The team also included a young American palaeoanthropologist, Donald Johanson. One year older than Richard Leakey, he possessed the same ruthless ambition and was to emerge as Leakey’s chief rival. The only child of Swedish immigrants, born in Chicago in 1943, his interest in anthropology had first been kindled by reading Louis Leakey’s account in National Geographic about Mary Leakey’s discovery of Zinj at Olduvai in 1959. Louis, he recalled, was ‘proof that a man could make a career out of digging up fossils’. As an undergraduate, he had attended a seminar that Louis had given at the University of Illinois and had fallen under his spell, as many others had done. ‘Louis not only made the subject of paleoanthropology interesting’, Johanson recalled, ‘he made it come alive through his infectious imagination’.
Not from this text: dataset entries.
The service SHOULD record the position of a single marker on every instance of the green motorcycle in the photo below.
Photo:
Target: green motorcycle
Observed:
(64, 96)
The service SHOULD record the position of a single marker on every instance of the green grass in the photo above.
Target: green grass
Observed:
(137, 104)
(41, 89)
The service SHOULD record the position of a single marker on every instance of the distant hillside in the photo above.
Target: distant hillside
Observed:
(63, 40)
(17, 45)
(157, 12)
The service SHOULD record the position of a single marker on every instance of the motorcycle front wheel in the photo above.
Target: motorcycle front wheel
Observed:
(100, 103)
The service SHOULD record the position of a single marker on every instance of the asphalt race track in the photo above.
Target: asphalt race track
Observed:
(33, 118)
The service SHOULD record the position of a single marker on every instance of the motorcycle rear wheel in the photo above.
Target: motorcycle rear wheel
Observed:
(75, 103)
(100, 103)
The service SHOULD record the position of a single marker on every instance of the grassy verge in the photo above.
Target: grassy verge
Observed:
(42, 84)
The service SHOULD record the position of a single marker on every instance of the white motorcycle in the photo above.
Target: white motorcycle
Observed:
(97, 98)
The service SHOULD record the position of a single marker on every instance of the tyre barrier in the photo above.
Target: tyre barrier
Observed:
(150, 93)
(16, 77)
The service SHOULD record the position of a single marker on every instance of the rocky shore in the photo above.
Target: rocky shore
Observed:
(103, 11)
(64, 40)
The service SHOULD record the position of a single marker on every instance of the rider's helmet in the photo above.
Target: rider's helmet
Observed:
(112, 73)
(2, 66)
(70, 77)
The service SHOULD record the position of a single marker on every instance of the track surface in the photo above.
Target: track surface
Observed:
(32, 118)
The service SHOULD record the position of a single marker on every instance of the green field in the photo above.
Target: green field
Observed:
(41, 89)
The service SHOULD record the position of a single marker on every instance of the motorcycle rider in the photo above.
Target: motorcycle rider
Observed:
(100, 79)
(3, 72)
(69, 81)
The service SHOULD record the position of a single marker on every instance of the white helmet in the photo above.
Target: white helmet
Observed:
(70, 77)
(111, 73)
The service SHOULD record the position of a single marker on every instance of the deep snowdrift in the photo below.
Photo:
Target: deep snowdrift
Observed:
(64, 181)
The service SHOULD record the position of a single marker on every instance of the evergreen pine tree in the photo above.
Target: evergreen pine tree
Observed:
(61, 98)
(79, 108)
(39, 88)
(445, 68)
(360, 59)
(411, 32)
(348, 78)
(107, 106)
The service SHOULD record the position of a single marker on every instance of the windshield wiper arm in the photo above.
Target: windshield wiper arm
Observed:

As a graduate student, Johanson had spent three seasons with Clark Howell at Omo, where he gained a reputation for holding abrasive views about the French scientists working there. In his own account of the Omo project, he referred to the ‘difficulties’ of collaborating with the French. ‘There was scarcely anything that the French did in the same way as the Americans’, he wrote. ‘Their attitude to work was less urgent’. According to an account of the Hadar expedition by Jon Kalb, Johanson was ‘an unending source of divisiveness and tension in camp’, frequently complaining about the work of Taieb and Coppens and indulging in malicious gossip. ‘Johanson’s opinions and complaints about people were oddly bitter and came in spurts, as though he were periodically seized with vitriol or some dire affliction’. He was obsessed, said Kalb, with finding hominids. ‘He wanted to monopolise the expedition, to make the search for hominids its only purpose. He’d get upset if other work took precedence over his’.

Whatever his personal foibles, it was Johanson, half-way through the two-month expedition in 1973, who found the first hominid fossils. Exploring a gully near the base of the Hadar section, he idly kicked what looked like a hippo rib sticking out of the sand. It came loose, and he realised that it was probably the upper end of the shinbone of a small primate. As he was recording the spot in his notebook, he noticed another bone a few yards away—the lower end of a thighbone; next to it lay part of a knee joint. All three pieces fitted together perfectly, making a slight angle at the knee joint. At first Johanson thought the bones belonged to a monkey, but then he recalled that a monkey’s thighbone and shinbone joined in a straight line. ‘Almost against my will’, he wrote, ‘I began to picture in my mind the skeleton of a human being, and recall the outward slant from knee to thigh that was peculiar to upright walkers. I tried to refit the bones together to bring them into line. They would not go. It dawned on me that this was a hominid fossil’.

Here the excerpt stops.